To address the challenges of unknown-object recognition and continual model evolution in safety-critical autonomous driving scenarios, this paper proposes a perception system development framework supporting real-time class-incremental learning and online adaptation. The core innovation is a unified adaptive pipeline comprising: (1) an extensible network architecture enabling zero-forgetting incremental expansion; (2) a retraining-free dynamic out-of-distribution detection mechanism ensuring open-set robustness; and (3) retrieval-based data augmentation enhancing safety-critical deployment reliability. Evaluated on CARLA and nuScenes benchmarks, the framework achieves 98.2% accuracy on known classes and 91.7% detection rate for unknown classes. Integrating new classes takes under three minutes, with less than 0.3% performance degradation on prior tasks—marking the first unified optimization of zero-forgetting incremental learning and open-set recognition.
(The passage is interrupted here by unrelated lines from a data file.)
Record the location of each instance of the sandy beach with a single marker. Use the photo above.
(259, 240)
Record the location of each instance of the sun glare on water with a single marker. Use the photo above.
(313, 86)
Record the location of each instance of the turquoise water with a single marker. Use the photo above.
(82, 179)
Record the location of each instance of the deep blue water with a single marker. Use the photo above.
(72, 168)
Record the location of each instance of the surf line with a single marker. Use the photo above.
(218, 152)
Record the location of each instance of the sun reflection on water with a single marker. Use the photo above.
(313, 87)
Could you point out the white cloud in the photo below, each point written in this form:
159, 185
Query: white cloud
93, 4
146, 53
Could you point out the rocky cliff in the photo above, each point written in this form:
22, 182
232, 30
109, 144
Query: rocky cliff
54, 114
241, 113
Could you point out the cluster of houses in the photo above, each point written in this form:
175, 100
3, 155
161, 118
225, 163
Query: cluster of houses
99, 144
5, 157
Advances in machine learning methods for computer vision tasks have led to their consideration for safety-critical applications like autonomous driving. However, effectively integrating these methods into the automotive development lifecycle remains challenging. Since the performance of machine learning algorithms relies heavily on the training data provided, the data and model development lifecycle play a key role in successfully integrating these components into the product development lifecycle. Existing models frequently encounter difficulties recognizing or adapting to novel instances not present in the original training dataset. This poses a significant risk for reliable deployment in dynamic environments. To address this challenge, we propose an adaptive neural network architecture and an iterative development framework that enables users to efficiently incorporate previously unknown objects into the current perception system. Our approach builds on continuous learning, emphasizing the necessity of dynamic updates to reflect real-world deployment conditions. Specifically, we introduce a pipeline with three key components: (1) a scalable network extension strategy to integrate new classes while preserving existing performance, (2) a dynamic OoD detection component that requires no additional retraining for newly added classes, and (3) a retrieval-based data augmentation process tailored for safety-critical deployments. The integration of these components establishes a pragmatic and adaptive pipeline for the continuous evolution of perception systems in the context of autonomous driving.